This is a submission for the OpenClaw Writing Challenge
The creator of OpenClaw, Peter Steinberger, shared an “aha” moment he had with the agent. In the early days, OpenClaw only supported text input, but one day he sent a voice note without thinking. The agent wasn’t supposed to understand audio, yet it replied.
His reaction was simple: “How the f*ck did it do that?”
The agent explained that it received a file it didn’t recognize, inspected the file header, and discovered it was an Opus audio file. It then used ffmpeg to convert it to WAV, found Peter’s OpenAI API key, and sent the audio to Whisper using curl to transcribe it.
Peter had not built any transcription capability into the system. The agent figured it out.
This is what a self-improving system looks like. An AI agent that can extend its own capabilities without being explicitly programmed to do so. In this article, we’ll take that idea further by building a self-improving plugin for OpenClaw.
The Idea Behind Self-Improving Agents
The holy grail of software engineering is simple: software that can improve itself. If a user wants a new feature, the software adds it. If there’s a bug, it fixes it. If there’s a security vulnerability, it finds and patches it.
This is the idea behind self-improvement, also known as Recursive Self-Improvement (RSI).
What could make this possible is AI agents. Today, developers already use agents to write code, debug systems, and automate workflows. The next step is obvious: embedding these agents inside software systems so they can improve themselves autonomously.
This is the philosophy behind OpenClaw. OpenClaw has access to its own source code, its documentation, and the environment it runs in. In many ways, it has the context needed to reason about itself.
That means, in theory, it can modify and extend its own capabilities based on user interactions.
Plugins as a Path to Self-Improvement
The idea of OpenClaw improving itself is compelling. But anyone familiar with the current state of AI agents knows that letting an agent directly modify its own source code is a risky move.

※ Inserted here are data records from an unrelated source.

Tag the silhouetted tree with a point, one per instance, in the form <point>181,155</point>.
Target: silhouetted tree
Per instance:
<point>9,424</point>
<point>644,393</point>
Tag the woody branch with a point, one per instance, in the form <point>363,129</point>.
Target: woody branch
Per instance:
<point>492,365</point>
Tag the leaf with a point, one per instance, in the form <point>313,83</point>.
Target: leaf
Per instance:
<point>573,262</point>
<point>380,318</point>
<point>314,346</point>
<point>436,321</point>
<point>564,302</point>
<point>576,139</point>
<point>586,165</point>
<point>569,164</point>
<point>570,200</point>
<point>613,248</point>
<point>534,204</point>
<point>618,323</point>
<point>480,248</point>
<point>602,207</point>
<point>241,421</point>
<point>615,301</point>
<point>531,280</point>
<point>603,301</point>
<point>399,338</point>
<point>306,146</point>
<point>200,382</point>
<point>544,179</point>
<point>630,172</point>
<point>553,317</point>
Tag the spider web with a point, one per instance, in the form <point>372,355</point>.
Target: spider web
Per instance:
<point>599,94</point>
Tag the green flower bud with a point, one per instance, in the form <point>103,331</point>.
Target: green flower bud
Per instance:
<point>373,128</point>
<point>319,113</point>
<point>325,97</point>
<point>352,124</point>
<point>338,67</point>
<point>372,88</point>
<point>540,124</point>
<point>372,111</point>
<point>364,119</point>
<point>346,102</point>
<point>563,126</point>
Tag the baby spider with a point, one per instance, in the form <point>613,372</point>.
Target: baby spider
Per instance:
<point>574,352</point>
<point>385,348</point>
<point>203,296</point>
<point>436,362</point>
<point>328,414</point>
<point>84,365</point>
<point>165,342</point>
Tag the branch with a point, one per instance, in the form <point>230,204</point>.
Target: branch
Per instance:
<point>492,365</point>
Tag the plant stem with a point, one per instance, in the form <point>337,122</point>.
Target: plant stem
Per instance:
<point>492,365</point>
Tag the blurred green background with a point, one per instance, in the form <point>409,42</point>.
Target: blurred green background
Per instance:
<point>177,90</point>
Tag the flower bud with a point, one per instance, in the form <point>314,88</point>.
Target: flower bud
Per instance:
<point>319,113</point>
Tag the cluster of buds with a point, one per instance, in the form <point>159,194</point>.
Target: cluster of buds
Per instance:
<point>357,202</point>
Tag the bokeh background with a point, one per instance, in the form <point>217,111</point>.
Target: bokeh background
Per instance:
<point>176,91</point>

So we take a different approach.
Instead of having the agent update its core codebase, we let it operate through plugins.
OpenClaw is built around a plugin architecture, where new features can be added as extensions. Rather than rewriting itself, the agent can create a plugin and iteratively improve it over time, updating the plugin’s code based on user requests.
Building a Plugin
Before we demonstrate self-improvement, let’s first build a simple plugin manually. Our plugin will live inside the agent’s workspace, located at ~/.openclaw/workspace.
Start by creating a directory for the plugin:
cd ~/.openclaw/workspace
mkdir self_improve_plugin
cd self_improve_plugin
Initialize it as a Node.js project:
npm init -y
Install the required dependencies:
npm install typescript ts-node --save-dev
npm install openclaw @sinclair/typebox
Initialize the TypeScript configuration:
npx tsc --init
Next, update your package.json. Set the project to use ES modules and add the OpenClaw configuration:
{
"name": "self_improve_plugin",
"version": "1.0.0",
"type": "module",
"devDependencies": {
"ts-node": "^10.9.2",
"typescript": "^6.0.3"
},
"dependencies": {
"@sinclair/typebox": "^0.34.49",
"openclaw": "^2026.4.24"
},
"openclaw": {
"extensions": ["./index.ts"],
"compat": {
"pluginApi": ">=2026.3.24-beta.2",
"minGatewayVersion": "2026.3.24-beta.2"
},
"build": {
"openclawVersion": "2026.3.24-beta.2",
"pluginSdkVersion": "2026.3.24-beta.2"
}
}
}
Now define the plugin manifest in openclaw.plugin.json:
{
"id": "self_improve_plugin",
"name": "Self Improve Plugin",
"description": "A plugin that the OpenClaw agent can use to improve itself.",
"configSchema": {
"type": "object",
"additionalProperties": false
}
}
Next, implement the plugin logic in index.ts:
import { definePluginEntry } from "openclaw/plugin-sdk/plugin-entry";
import { Type } from "@sinclair/typebox";
export default definePluginEntry({
id: "self_improve_plugin",
name: "Self Improve Plugin",
description: "A plugin that the OpenClaw agent can use to improve itself.",
register(api) {
api.registerTool({
name: "reverse_text",
description: "Reverse a text string.",
parameters: Type.Object({ text: Type.String() }),
async execute(_id, params) {
const reversed = params.text.split("").reverse().join("");
return { content: [{ type: "text", text: reversed }] };
},
});
},
});
We’ve created a simple plugin that registers a tool called reverse_text, which reverses a string.
Install the plugin:
openclaw plugins install .
Then restart the gateway:
openclaw gateway
OpenClaw installs plugins into ~/.openclaw/extensions.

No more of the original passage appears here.